The first time I saw an HDR photograph was a few years ago when I happened upon some while searching for images of hydroelectric plants on Flickr. I had not seen anything quite like them before: there was a "hyper-real" quality to the images. The colors sang loudly, the contrast was bold, it looked tack sharp and there was detail everywhere. What a visual feast!
I had a similar experience the second time I saw an HDR photo. By the hundredth time, however, I was once again back at the Christmas chocolate orgy, stained and stuffed, and suddenly making a mad dash for the toilet. While there are fine examples of HDR photographs just like there are fine chocolates, the bad stuff is just so omnipresent and glaring.
To back up for a moment, the goal of HDR is to allow an image with a large dynamic range (difference between the darkest part and the brightest part) to exceed the usual limitations a camera has with such scenes and more closely approximate the way the eye sees them, thereby eliminating the blown highlights and burnt shadows in a photo of a scene where the eye could clearly discern these. The technique is normally accomplished by taking several photos (tripod recommended) at different exposures, and then using software to merge them together. As long as the technique is used in moderation by a photographer with a good eye, these can be incredibly effective. Google it if you want to learn more.
The problem is when the technique is used to give an image that "HDR look", a result aimed to seduce the viewer in the most overly saccharine manner, like all the gritty sugar in those cheap Christmas chocolates. This happens either when photographers use any number of software tools designed to make HDR photographs without "tuning" the software for each image - or having seen and been themselves seduced by such images, seek to consciously emulate their novelty. The results are usually strange - typically oversaturated - colors, halos separating bright and dark zones, and occasionally inverted tones. The image above right, while initially seductive, ultimately looks like something Thomas Kinkade would paint if he took a break from cozy gnome cottages and ventured into industrial decay.
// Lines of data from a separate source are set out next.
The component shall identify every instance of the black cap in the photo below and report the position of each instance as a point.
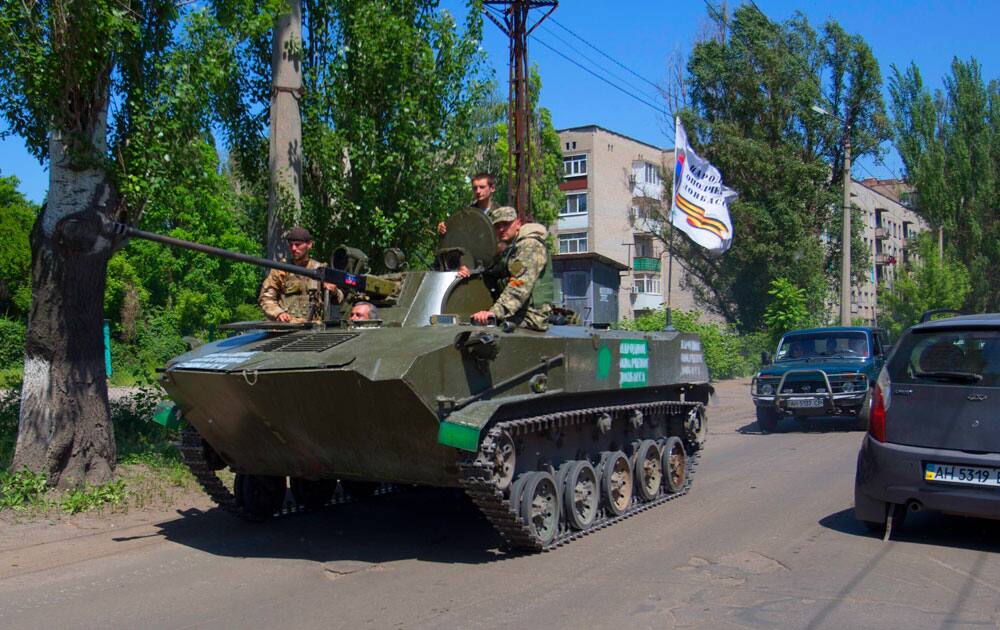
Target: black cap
(298, 233)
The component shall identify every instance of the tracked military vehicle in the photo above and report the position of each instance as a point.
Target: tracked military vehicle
(552, 434)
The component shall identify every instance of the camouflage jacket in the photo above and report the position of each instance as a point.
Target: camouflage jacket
(521, 265)
(299, 296)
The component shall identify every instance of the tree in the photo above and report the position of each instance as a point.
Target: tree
(950, 145)
(546, 154)
(751, 88)
(109, 94)
(284, 200)
(928, 284)
(390, 95)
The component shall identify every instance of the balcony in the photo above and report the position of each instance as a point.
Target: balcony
(646, 264)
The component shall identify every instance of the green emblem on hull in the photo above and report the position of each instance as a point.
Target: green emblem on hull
(633, 363)
(603, 363)
(459, 435)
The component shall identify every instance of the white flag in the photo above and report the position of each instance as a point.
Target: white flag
(700, 205)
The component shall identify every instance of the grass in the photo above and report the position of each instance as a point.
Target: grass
(149, 473)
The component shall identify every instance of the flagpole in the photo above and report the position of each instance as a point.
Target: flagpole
(668, 323)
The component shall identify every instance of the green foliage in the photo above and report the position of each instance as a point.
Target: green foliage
(113, 494)
(788, 309)
(11, 343)
(752, 87)
(17, 215)
(546, 154)
(21, 489)
(950, 145)
(390, 94)
(727, 353)
(10, 404)
(929, 283)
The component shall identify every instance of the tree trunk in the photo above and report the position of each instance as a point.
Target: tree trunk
(64, 427)
(285, 155)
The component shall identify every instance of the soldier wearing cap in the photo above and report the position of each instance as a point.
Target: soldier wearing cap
(286, 297)
(522, 258)
(483, 188)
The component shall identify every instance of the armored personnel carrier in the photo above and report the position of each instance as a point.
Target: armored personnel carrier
(552, 434)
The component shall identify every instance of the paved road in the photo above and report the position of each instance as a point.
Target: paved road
(765, 539)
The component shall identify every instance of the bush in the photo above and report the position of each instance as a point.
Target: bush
(12, 334)
(727, 353)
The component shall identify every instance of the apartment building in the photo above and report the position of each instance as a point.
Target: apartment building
(890, 223)
(611, 261)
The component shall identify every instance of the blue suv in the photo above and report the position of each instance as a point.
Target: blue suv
(819, 372)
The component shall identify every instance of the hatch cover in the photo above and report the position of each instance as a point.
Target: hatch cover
(312, 342)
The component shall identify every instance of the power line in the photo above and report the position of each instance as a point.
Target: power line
(612, 84)
(612, 59)
(593, 62)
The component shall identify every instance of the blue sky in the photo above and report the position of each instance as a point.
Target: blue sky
(641, 34)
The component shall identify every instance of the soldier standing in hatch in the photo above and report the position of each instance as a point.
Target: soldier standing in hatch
(483, 187)
(286, 297)
(522, 259)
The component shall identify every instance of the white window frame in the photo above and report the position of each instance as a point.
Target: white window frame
(570, 242)
(648, 283)
(572, 164)
(571, 207)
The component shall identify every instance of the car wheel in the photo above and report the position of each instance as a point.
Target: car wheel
(767, 419)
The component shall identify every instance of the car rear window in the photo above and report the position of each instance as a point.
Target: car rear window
(948, 356)
(823, 344)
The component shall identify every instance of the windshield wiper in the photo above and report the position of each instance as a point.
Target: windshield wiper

While the marriage of industrial decay and Thomas Kinkade could be great social commentary: tying our culture of excess consumption and waste to sentiments of national decline embodied in a bygone industrial era through a kitschy critique of the fetishization of ruin, that's not what we get. Instead we are left simply with a picture trying too hard to be cool. It's neat, but it does not say much, and the same can be said of almost all good photographs with the "HDR look".
Technique and its misuse for artistic purposes is an old and broad subject. To keep close to the current topic one need only think about the misuse of lens tilt by artists like Olivo Barbieri to create images of fake miniatures, which has become quite a photographic fad - even inspiring products such as the Lensbaby. Unlike the fake miniature phenomenon, which began with the critical agenda of artists and later became the cool trick for anyone with an expensive lens or knowledge of photoshop, the HDR phenomenon seems largely to have come out of a popular aesthetic. To my knowledge no artists are critically engaged with it to create, for instance, that marriage of Thomas Kinkade and industrial decay. Instead the cool picture dominates the scene, and while some of the pictures are indeed pretty cool, they would be way cooler (and much richer) if they had some critical depth. Until this happens we are stuck with gorging ourselves on gritty sickly sweet pictures, and periodically sprinting for the bathroom.